State of Web Development

Apparently, not everyone agrees with my buddy Steve Jobs. That seems obvious to me because I have a large number of friends and colleagues that are very much in the Microsoft collective. However, I was quite surprised to find that a Netscape hero would be taking a firm public stand against Steve’s State of Web Development and defend IE so vehemently.

Joe Hewitt, a high-powered software engineer at Facebook, tweeted several insightful counterpoints to Steve’s blasting of Flash. Here are a few of those (some are combined) that I find illuminating and thought-provoking:

“Redirect your hatred of Flash to the W3C, whose embarrassingly slow pace forced devs to use a plugin because the standards were so weak.”

“10 years ago we bullied Microsoft into stopping innovation on IE so the W3C could take over. How’d that work out?”

He goes on to say that IE6 was amazing in 2000. Um, I was there, and we coded apps to work with IE6. I wouldn’t call it amazing. I would call it “a maze of crap”. Sure it had good features, but it lead to so many performance problems. It has so many bugs that we had to code around. It was a mess. The junkiness of IE6 still haunts us today. So, at this point Mr. Hewitt, you are losing credibility with me.

“Why are app stores threatening the web and luring developers like me away from it? “Evil” proprietary tech is blowing the web away. I want desperately to be a web developer again, but if I have to wait until 2020 for browsers to do what Cocoa can do in 2010, I won’t wait. I am ranting because I want to drop Cocoa and go back to the web, but I am upset about how much power I have to give up to do that. @joseph_wanja unfortunately I would recommend Cocoa [over web languages] at this point. Wish I didn’t have to say that.”

Hmmm, so Mr. Hewitt thinks that our web technologies aren’t innovative enough. Ok, I can agree to that. He seems to believe that phone apps are replacing mobile browsing altogether, and in many cases that is true. Personally, I don’t think that is a bad thing. Hewitt does. More of his tweets about it:

“@ppk That’s sort of what is happening with mobile web vs. native mobile apps, except app stores don’t extend the browser, they replace it.”

“@slauriat “best viewed in X” was not as bad as “buy another phone”, which is what we got for letting the web go to shit so apps could rise.”

“@ppk As someone who has tried to do both cutting edge native and web iPhone apps, iPhone Safari is a joke compared to iPhone Cocoa.”

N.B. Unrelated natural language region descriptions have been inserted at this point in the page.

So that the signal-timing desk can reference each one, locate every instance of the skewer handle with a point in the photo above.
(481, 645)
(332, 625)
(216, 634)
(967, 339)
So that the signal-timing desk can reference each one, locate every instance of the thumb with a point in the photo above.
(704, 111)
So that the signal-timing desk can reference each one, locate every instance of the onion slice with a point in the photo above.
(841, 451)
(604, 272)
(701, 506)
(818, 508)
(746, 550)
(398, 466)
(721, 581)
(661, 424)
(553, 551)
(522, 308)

He makes some good points, yet none of them are very compelling to me. Then I saw this tweet and nearly hit the roof:

“@ppk Yes, exactly. I’d rather developers had forced users to launch different browsers instead of making watered down x-browser sites.”

Oh come on! That’s just stupid. Hewitt would rather force me to launch Chrome, Firefox, Opera, and IE for different sites?!! Talk about being a geek elitist that has no regard for treating a customer with respect! I wouldn’t wish that type of web experience on my worst enemy.

If Hewitt thinks that the W3C, slow web standards, and browser manufacturers are to blame for creating a bad situation for web users, then he should seriously consider the implications of his muliple browser Internet. It would be disaster! Many people would use the web once or twice, hit the “launch a different browser” issue, and then never ever come back to the web.

People like my mom love the web. She has no clue what is really going on in the technology, but she thoroughly enjoys clicking gleefully through a carefree afternoon of travel opportunities, beauty tips, and political news. To make her launch different browsers and switch between them for each site she visits would be insanely painful for her. She would bail out in minutes.

So Joe, you may be a genious, but on this issue I deem you a first-class knucklehead. My father had a saying on the wall of his motorcycle shop, “Don’t argue with a fool – people may not be able to tell who is who.” It would be imprudent for me to continue writing more about Mr. Hewitt’s position on the state of web development. I think he is smoking something.